For starters, I take "politics," as we took it in last Friday's discussion about The Politics of Sexual Orientation, to mean "having an impact on others." I agree (of course) that our actions cannot but have consequences. And I would say it follows necessarily that--whatever our intentions--the personal is inevitably political.

What really puzzles me is the insistence, here, on the importance of "intention." I gave over a good part of last month to Anthony Appiah's multiple seminars and lectures about "the end of ethics." Though my sense was that Appiah himself finally "ducked" the philosophical implications of the psychological experiments he described in such detail, he did quite usefully describe multiple examples of our not knowing what we are doing--or why we are doing it. Much of our knowledge is tacit.

So: if we act--mostly--without understanding why we are acting; if we don't know ourselves very well--and can't know others' intentions any better, I'm puzzled by the need to make "intentionality" such an important line in the sand. I might intend to alter others' behavior directly by (say) forming a political action group. But it's certainly possible (I'd say actually more likely) that I will change others' behaviors (not to mention my own) by unintentionally going about my business, tending my garden, engaging in random conversation with whomever passes by.

I don't know why I do most of what I do. And I certainly can't know what will influence others to chose one particular action over another (think of all the failed attempts at parenting, of trying to raise children to have a certain character or disposition which happens not to be the one they either possess or desire). In fact, the harder I try to influence someone else to move in any particular direction, probably the less successful I will be.

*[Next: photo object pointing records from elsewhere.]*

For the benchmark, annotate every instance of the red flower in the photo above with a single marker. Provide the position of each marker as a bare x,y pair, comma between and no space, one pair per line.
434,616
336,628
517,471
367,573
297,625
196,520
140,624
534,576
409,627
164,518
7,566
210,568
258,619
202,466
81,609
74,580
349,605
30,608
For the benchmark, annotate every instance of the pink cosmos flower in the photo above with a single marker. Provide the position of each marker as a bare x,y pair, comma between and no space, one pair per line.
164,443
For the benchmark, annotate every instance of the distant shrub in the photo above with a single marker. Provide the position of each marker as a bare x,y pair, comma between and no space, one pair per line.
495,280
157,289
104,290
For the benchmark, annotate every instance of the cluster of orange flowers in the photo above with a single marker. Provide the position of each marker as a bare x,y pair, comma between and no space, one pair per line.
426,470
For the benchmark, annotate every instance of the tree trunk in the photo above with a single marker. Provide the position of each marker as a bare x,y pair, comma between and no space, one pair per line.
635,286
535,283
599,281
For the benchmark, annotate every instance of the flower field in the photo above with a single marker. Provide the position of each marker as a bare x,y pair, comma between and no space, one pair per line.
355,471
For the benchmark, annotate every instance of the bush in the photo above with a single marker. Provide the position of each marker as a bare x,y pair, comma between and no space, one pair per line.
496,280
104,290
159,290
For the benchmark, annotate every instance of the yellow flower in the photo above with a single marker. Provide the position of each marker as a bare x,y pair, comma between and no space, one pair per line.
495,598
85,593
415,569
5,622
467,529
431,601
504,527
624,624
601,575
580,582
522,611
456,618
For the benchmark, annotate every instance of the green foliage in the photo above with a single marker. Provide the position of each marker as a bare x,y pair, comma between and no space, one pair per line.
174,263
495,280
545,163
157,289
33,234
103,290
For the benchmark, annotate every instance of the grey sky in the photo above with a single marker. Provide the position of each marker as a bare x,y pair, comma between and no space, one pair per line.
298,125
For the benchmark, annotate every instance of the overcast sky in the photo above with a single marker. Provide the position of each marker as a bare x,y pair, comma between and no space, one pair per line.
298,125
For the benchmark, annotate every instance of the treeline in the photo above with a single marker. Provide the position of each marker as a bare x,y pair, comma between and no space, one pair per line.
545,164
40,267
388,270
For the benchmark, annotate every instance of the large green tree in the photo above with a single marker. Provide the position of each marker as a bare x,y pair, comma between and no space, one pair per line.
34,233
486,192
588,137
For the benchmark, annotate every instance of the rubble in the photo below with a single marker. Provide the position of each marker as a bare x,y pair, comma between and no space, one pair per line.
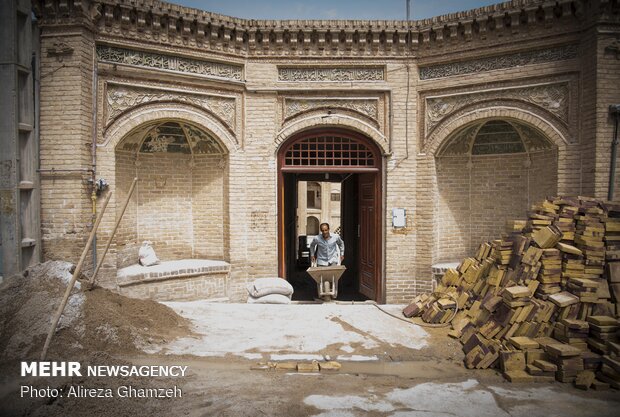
541,302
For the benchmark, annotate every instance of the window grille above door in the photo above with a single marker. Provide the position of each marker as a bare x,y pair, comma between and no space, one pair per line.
329,151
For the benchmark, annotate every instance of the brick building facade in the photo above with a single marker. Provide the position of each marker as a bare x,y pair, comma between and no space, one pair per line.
463,120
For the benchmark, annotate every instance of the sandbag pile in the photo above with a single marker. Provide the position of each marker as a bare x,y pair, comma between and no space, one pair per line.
542,302
269,291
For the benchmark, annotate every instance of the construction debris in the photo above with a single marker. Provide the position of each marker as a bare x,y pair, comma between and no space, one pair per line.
542,302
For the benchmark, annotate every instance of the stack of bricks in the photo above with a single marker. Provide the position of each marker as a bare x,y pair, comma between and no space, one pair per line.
612,254
612,233
526,300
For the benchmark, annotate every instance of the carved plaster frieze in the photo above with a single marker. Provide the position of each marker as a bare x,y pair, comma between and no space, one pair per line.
120,98
499,62
551,97
366,106
331,74
157,61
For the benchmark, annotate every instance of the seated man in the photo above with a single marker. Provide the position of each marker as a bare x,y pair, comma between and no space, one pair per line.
323,249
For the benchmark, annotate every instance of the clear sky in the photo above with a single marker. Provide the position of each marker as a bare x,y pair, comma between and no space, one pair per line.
333,9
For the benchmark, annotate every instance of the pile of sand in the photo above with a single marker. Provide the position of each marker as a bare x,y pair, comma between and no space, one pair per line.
93,321
98,327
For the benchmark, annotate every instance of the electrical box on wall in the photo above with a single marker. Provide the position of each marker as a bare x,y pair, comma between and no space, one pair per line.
399,217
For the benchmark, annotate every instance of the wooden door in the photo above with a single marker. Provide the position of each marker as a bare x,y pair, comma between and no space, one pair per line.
368,234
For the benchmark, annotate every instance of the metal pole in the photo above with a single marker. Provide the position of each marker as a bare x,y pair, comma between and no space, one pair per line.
74,278
615,111
118,221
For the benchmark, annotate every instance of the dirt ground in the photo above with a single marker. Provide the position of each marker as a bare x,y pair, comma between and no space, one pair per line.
101,327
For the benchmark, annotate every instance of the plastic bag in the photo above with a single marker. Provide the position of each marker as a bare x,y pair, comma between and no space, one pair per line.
146,254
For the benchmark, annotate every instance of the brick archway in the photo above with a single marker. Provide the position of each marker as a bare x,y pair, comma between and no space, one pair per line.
137,117
350,154
555,132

So: I don't at all think it's the case that, unless we preserve a space for the personal, we will "live in a world of watchdogs and be ones ourselves." Another place to draw the line in the sand (if one need be drawn; I'm still not convinced it's necessary) would be not before politicizing the personal, but afterward. That is: acknowledge that all acts have social consequences, that we are inevitably related to--and have effects on--everything else on this planet, but we can also decide NOT to be bound or guided by anticipating others' reactions to what we do.

To say that the claim that "all action is political" can mean being watched, being judged, feeling the need to justify--and so to be paralyzed--is of course one possible way to experience the inevitably political repercussions of the personal. But there are other ways, explored for the past few decades in particular by feminist scholars who (for instance) replaced an obsession with "the male gaze" with the look of "attentiveness." That sort of work draws on the tacit notion that what we are looking at may not be what we are attending to (how often have you looked in one direction, while actually noticing changes taking place somewhere else?). It's a very different sort of look: curious about what's up, but neither controlling or policing what's happening. And it's a look that, as political beings, we can learn.